Once people figured out, especially after Covid, that running a Pharmacy is a lucrative business, many people got in. They figured out how to lease a Pharma license and opened Chemist shops left, right, and center. Now you see as many Chemist shops in a zone as there are grocery shops, all playing on markdowns. Online aggregators such as 1mg and Tata Neu have democratized the information, pricing, etc., and people now 'shop' medicines, although it's an essential & life-saving commodity.

Again, no USP. Unless the store offers a good discount on the printed price of the drug, there's no customer loyalty.

As Peter Thiel explains in his book, Zero to One, businesses don't and shouldn't hope for competition. The customers hope for competition for better shopping and pricing. It's not in a business's best interest to survive in a competitive landscape. Businesses should desire monopoly and zero competition.


What happens when you're playing on a service (custom software development, for instance) and that service witnesses automation?

The internet revolution of the 90s and 2000s and follow-ups since then have changed the way how we, it's fair to say, live. From Java on our desktops (remember Applets?) to embedded Java in our washing machines, technology changed & evolved and taught us a new way of life. Those who started IT shops during that boom made it significant. The custom software development journey has been a boon for India, from scripting the first html-based websites to fighting the Internet Explorer quirks.

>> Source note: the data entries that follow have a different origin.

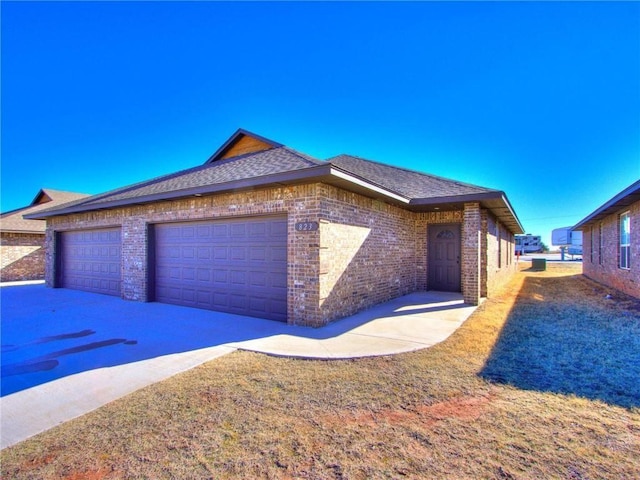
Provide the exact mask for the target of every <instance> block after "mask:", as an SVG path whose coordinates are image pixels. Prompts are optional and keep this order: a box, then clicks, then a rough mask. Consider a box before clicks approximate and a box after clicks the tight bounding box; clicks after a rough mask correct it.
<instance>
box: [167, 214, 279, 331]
mask: <svg viewBox="0 0 640 480" xmlns="http://www.w3.org/2000/svg"><path fill="white" fill-rule="evenodd" d="M286 226H287V221H286V218H274V217H271V218H243V219H233V220H216V221H209V222H192V223H186V222H185V223H178V224H160V225H156V227H155V229H156V235H155V238H156V247H155V249H156V256H155V258H156V266H155V272H156V289H155V292H156V300H157V301H160V302H166V303H176V304H179V305H187V306H195V307H199V308H205V309H211V310H220V311H225V312H229V313H236V314H241V315H250V316H257V317H262V318H271V319H275V320H281V321H286V317H287V247H286V246H287V228H286ZM176 230H180V231H182V232H183V233H181V234H180V235H177V234H176V233H175V231H176ZM169 231H171V232H173V233H171V234H169V233H167V232H169ZM193 232H195V235H192V233H193ZM177 247H179V249H178V250H177V251H178V252H180V253H179V256H178V257H175V256H173V255H172V254H171V255H170V254H169V253H168V252H172V253H174V252H175V251H176V248H177ZM173 268H178V269H180V272H181V273H180V274H179V275H173V274H172V275H168V274H167V272H168V271H172V270H168V269H173ZM194 287H195V291H196V294H195V296H194V295H193V294H192V293H191V290H192V289H193V288H194ZM176 290H177V291H180V290H184V291H185V292H184V293H183V294H177V293H175V291H176Z"/></svg>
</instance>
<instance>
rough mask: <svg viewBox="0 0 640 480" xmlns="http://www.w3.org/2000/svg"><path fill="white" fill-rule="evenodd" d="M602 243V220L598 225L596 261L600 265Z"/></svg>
mask: <svg viewBox="0 0 640 480" xmlns="http://www.w3.org/2000/svg"><path fill="white" fill-rule="evenodd" d="M603 244H604V237H603V236H602V222H601V223H600V225H598V263H599V264H600V265H602V245H603Z"/></svg>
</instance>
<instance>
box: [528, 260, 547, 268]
mask: <svg viewBox="0 0 640 480" xmlns="http://www.w3.org/2000/svg"><path fill="white" fill-rule="evenodd" d="M531 268H532V269H533V270H546V269H547V259H546V258H534V259H533V260H531Z"/></svg>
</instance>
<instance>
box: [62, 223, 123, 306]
mask: <svg viewBox="0 0 640 480" xmlns="http://www.w3.org/2000/svg"><path fill="white" fill-rule="evenodd" d="M121 251H122V247H121V243H120V228H104V229H96V230H79V231H74V232H61V233H60V234H59V237H58V255H59V262H58V283H57V285H58V286H60V287H64V288H73V289H75V290H84V291H87V292H95V293H104V294H107V295H116V296H120V284H121V275H120V259H121Z"/></svg>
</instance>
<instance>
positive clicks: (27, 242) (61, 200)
mask: <svg viewBox="0 0 640 480" xmlns="http://www.w3.org/2000/svg"><path fill="white" fill-rule="evenodd" d="M84 197H88V195H85V194H81V193H72V192H61V191H59V190H51V189H49V188H44V189H42V190H40V191H39V192H38V194H37V195H36V197H35V198H34V199H33V201H32V202H31V204H30V205H29V206H27V207H24V208H19V209H17V210H12V211H10V212H6V213H3V214H0V252H1V253H0V256H1V257H2V266H1V269H0V281H2V282H12V281H17V280H39V279H43V278H44V248H43V247H44V232H45V227H46V222H45V221H44V220H26V219H24V218H23V217H22V216H23V215H25V214H29V213H36V212H38V211H40V210H44V209H48V208H51V207H54V206H58V205H61V204H63V203H67V202H70V201H73V200H78V199H80V198H84Z"/></svg>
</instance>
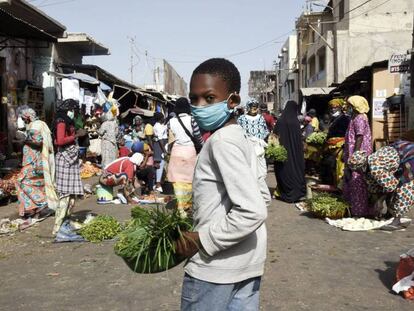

India became the world's back office, starting with business process automation, call centers, and service desk. Then it morphed into building software for the world, including for DMVs in the US.

Initially, the market was (and still is if you know your niche) quite big—a lot of room for many players. The big three - Infosys, TCS, and Wipro - led the way.

Then, smaller John Does under the Sun opened IT shops in India. Again, no entry barrier. No pre-requisite in terms of skill or certification.

Then came the 2007-2008 revolution of the Apple iPhone. Mobile apps came along, and it turned 'web development' on its head. More IT shops emerged, and vendors commoditized software development as an 'offering.' Lease a 'resource' by the hour or by the month.

IT shops became grocery shops.

More recently, in their finest moment of wisdom, Software Engineers developed solutions that would not require Software Engineers for software development. We now have no-code/low-code platforms that can spin up software & apps on-demand and through drag-and-drop interfaces (remember the Visual Basic days?).

More commoditization. More competition. Even less USP for traditional software development providers.

Entrepreneurs can now test & validate ideas using low-code/no-code platforms and don't need the services of IT companies till they need something complex or very custom.

Enterprises want low-code / no-code experiments as the Fed tightens the belt & the benchmark rate continues to rise.

The subsequent saturation would be in the low-code / no-code space as traditional software development companies go under unless they evolve.

You'd be choosing a low-code development platform, like picking your beverage from Starbucks' lineup of offerings in multiple sizes.

What would be the USP of these no-code / low-code platforms?


The Marketers always had it right. Focus on the USP. The rest will follow.

What's your USP as an employee or business owner? How would you blend malleability into the USP?